Promień Igloo w ostatnim meczu pokonał Rekonwalescentów, którzy zajęli ostatecznie również pucharowe II miejsce na podium. Trzeci puchar wywalczył Wieczny Problem z Łapanowa, zwyciężając w ostatnim meczu z Brzesko 2:1. Sąsiedzi zajęli piąte miejsce w tabeli grupy pierwszej. MOSiR Bochnia, który uplasował się w tabeli tuż za podium, czyli na czwartej pozycji, wygrał w ostatniej kolejce z Galaktycznymi z Dąbrowicy 3:0.
W słabszej grupie tym razem m.in. walczyły ze sobą dwie drużyny z Połomia Dużego.
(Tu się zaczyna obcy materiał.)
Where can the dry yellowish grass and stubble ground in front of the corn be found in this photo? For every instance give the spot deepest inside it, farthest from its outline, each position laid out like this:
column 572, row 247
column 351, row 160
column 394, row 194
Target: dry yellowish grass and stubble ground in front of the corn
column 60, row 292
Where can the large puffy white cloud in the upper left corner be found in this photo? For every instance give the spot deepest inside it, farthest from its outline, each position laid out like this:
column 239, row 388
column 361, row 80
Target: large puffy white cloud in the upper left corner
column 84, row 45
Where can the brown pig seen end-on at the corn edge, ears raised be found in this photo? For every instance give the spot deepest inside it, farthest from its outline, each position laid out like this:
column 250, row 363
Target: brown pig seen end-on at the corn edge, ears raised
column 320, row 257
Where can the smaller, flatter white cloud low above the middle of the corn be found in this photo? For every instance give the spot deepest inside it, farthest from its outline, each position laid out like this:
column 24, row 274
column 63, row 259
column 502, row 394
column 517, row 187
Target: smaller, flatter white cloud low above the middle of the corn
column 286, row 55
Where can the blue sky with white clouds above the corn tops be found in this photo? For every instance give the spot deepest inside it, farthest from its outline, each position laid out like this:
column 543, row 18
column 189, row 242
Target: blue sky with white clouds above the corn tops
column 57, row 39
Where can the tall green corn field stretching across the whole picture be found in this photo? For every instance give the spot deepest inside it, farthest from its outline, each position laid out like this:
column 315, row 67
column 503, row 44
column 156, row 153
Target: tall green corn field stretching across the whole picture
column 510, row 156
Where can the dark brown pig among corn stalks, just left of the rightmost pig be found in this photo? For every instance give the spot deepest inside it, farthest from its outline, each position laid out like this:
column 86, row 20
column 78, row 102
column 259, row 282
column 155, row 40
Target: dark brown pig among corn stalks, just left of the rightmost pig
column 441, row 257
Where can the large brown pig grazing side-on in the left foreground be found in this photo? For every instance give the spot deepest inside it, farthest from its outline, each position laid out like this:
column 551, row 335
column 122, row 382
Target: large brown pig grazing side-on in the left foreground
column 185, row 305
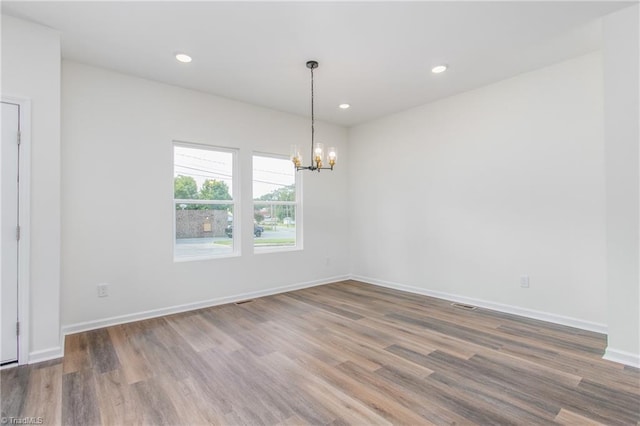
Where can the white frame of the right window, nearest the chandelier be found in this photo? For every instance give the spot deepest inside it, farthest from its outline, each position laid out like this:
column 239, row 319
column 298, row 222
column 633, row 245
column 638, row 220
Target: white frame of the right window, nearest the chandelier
column 297, row 204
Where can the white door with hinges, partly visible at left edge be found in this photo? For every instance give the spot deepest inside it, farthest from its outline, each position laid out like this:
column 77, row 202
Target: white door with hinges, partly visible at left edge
column 8, row 230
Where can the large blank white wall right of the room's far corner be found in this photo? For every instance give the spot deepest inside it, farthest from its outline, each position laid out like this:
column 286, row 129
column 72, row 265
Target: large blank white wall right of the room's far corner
column 465, row 195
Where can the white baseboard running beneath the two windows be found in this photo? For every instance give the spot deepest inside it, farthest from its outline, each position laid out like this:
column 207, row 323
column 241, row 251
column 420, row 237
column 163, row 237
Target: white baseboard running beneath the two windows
column 122, row 319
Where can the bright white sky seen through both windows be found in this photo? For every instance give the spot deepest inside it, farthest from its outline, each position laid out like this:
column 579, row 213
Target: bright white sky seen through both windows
column 269, row 173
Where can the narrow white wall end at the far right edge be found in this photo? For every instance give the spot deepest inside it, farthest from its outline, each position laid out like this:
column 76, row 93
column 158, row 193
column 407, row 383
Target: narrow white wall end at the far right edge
column 621, row 73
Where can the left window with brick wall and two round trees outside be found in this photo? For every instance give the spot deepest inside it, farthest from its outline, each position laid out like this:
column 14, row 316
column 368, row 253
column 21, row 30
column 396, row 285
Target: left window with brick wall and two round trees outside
column 204, row 201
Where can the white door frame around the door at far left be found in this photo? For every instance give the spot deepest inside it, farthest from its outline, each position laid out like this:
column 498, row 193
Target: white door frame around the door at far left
column 24, row 220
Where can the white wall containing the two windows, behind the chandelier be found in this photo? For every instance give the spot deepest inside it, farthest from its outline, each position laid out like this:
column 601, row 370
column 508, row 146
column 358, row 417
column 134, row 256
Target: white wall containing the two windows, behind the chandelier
column 117, row 182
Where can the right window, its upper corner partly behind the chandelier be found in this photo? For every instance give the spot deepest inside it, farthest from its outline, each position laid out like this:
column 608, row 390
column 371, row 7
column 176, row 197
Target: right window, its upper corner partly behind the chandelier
column 276, row 204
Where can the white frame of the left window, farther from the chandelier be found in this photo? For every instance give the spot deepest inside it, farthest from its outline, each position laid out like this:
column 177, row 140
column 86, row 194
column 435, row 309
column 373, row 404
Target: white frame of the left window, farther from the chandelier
column 234, row 202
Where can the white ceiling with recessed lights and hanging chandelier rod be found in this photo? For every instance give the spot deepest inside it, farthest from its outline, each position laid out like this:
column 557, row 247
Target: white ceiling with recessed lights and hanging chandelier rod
column 376, row 56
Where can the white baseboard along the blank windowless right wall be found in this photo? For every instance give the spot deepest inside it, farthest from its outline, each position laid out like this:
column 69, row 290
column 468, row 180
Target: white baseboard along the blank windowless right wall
column 509, row 309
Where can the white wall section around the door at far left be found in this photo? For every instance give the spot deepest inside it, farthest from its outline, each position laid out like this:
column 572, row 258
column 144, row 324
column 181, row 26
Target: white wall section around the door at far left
column 31, row 69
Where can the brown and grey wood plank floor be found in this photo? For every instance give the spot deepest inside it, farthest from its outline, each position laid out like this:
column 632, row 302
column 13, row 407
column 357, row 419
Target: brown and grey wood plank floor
column 345, row 353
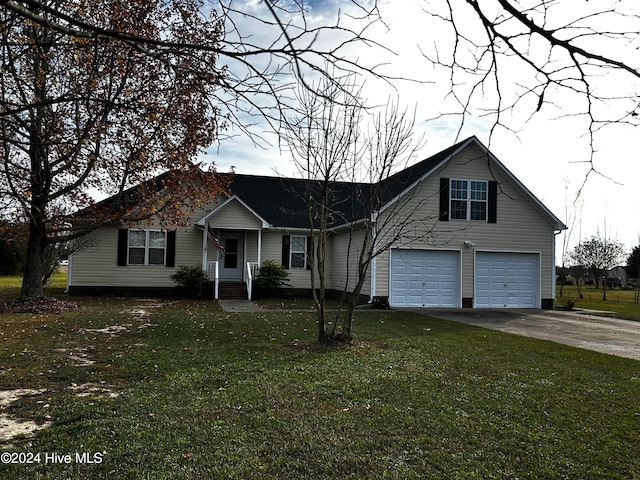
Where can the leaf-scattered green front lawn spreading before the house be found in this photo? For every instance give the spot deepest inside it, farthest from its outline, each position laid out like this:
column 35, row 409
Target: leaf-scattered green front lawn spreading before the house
column 202, row 393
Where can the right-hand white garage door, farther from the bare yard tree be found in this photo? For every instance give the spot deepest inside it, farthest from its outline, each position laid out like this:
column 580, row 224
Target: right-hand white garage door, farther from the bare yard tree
column 507, row 280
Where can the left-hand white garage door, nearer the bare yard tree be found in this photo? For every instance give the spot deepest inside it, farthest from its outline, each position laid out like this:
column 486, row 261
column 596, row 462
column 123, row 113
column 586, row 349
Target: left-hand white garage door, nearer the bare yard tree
column 425, row 278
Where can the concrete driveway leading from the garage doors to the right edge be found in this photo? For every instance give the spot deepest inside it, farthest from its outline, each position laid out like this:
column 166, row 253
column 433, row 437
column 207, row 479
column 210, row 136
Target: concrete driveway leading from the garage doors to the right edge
column 601, row 334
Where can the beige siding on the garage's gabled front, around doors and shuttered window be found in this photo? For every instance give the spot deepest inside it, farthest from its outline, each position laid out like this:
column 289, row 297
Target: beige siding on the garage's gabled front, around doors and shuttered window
column 520, row 227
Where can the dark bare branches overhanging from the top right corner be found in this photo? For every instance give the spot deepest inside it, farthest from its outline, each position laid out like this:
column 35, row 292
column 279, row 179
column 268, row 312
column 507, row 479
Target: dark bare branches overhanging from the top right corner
column 510, row 58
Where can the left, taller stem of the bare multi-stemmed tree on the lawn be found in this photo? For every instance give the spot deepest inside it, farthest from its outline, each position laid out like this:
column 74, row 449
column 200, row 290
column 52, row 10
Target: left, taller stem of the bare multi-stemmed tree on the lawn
column 324, row 138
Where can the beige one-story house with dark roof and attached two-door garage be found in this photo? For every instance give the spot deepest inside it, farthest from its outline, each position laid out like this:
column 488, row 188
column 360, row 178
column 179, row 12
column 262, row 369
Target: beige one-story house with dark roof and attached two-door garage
column 491, row 242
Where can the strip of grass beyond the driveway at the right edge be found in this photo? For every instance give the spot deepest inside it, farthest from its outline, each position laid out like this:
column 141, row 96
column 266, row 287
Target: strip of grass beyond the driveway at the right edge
column 619, row 301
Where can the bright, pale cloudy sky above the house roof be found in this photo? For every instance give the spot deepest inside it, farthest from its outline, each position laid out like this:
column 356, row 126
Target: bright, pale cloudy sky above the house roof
column 547, row 151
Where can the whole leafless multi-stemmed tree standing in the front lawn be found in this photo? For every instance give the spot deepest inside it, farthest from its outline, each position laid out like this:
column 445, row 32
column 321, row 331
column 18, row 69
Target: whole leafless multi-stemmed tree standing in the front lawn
column 349, row 171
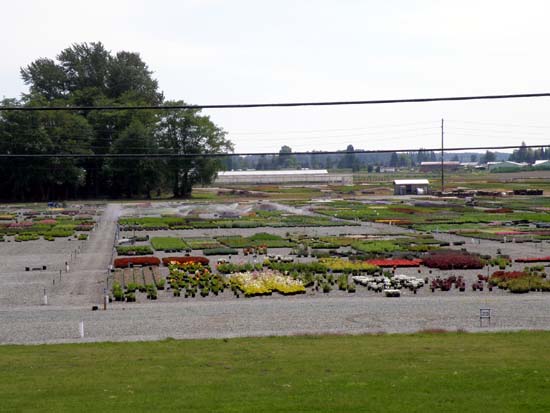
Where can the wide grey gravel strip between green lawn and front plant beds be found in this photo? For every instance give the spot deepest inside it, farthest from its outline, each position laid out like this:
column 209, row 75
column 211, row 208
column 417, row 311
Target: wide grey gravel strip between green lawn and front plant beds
column 271, row 316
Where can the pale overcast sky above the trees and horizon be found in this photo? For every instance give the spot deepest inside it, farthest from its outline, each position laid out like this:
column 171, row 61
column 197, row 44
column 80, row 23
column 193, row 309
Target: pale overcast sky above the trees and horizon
column 212, row 52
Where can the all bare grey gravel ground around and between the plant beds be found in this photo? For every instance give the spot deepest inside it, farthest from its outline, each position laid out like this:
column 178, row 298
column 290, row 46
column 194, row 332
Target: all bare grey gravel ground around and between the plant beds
column 24, row 320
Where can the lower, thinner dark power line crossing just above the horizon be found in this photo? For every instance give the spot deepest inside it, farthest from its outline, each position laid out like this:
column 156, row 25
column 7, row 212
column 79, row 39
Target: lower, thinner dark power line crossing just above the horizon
column 222, row 155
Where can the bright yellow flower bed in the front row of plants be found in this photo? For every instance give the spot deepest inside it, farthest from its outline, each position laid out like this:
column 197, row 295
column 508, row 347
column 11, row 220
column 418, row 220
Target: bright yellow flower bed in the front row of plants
column 265, row 282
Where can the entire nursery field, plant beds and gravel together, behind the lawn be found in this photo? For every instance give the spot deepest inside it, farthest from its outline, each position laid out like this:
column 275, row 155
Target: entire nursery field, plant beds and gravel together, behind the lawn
column 299, row 268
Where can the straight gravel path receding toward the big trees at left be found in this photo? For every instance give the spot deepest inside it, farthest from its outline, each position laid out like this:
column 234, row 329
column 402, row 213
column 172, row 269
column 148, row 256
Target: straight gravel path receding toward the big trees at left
column 84, row 283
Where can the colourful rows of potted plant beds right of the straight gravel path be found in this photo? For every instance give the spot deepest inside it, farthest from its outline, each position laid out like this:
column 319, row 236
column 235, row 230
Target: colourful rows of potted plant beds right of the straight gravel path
column 394, row 247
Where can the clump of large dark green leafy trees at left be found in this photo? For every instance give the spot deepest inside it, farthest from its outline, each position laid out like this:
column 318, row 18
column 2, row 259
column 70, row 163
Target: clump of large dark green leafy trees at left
column 88, row 75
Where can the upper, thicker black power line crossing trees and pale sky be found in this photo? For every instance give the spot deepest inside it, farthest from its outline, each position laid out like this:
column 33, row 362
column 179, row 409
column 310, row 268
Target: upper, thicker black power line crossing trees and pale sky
column 276, row 105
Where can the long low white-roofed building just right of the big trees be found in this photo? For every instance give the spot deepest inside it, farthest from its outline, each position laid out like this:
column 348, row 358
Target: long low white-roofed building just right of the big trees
column 299, row 176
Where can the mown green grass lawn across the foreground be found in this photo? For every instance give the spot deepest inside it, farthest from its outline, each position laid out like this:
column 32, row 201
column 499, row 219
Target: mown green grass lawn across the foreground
column 391, row 373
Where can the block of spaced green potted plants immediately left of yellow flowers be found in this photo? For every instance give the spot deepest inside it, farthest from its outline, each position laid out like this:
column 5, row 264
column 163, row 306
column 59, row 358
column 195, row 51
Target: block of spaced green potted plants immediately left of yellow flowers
column 194, row 278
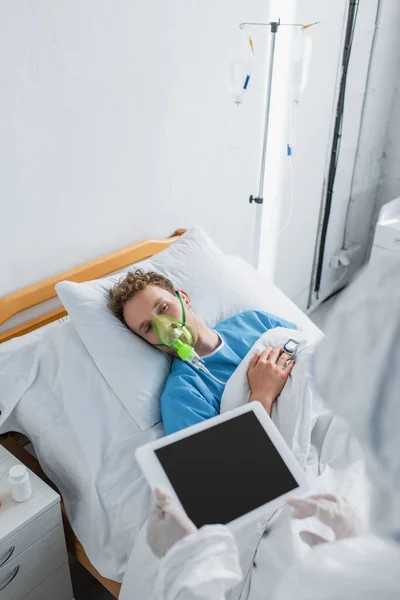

Wygrał zespół Agila Para Gliding, zajmując w ogólnej klasyfikacji siódme miejsce, a więc pierwsze w grupie II. A tuż za nimi siatkarze z tej samej miejscowości – zawodnicy Agili.
Na zakończenie ligi Sabina Bajda, dyrektor MOSiR-u Bochnia, wręczyła zwycięzcom pierwszych trzech miejsc puchary i piłki, a wszystkim uczestnikom pamiątkowe dyplomy.
To jedne z rozgrywek, które z roku na rok cieszą się u nas coraz większą popularnością, o czym świadczy ilość drużyn zgłaszających chęć udziału w lidze – mówi dyrektor bocheńskiego MOSiR-u.
Te spotkania pozwalają osobom kochającym siatkówkę, a nie uprawiającym ją zawodowo, po raz kolejny poczuć adrenalinę i zadbać o swoją kondycję. Mecze są bardzo dobrym rozwiązaniem na spędzanie czasu w sposób aktywny, ale jest to przede wszystkim dobra, sportowa rozrywka – dodaje Sabina Bajda.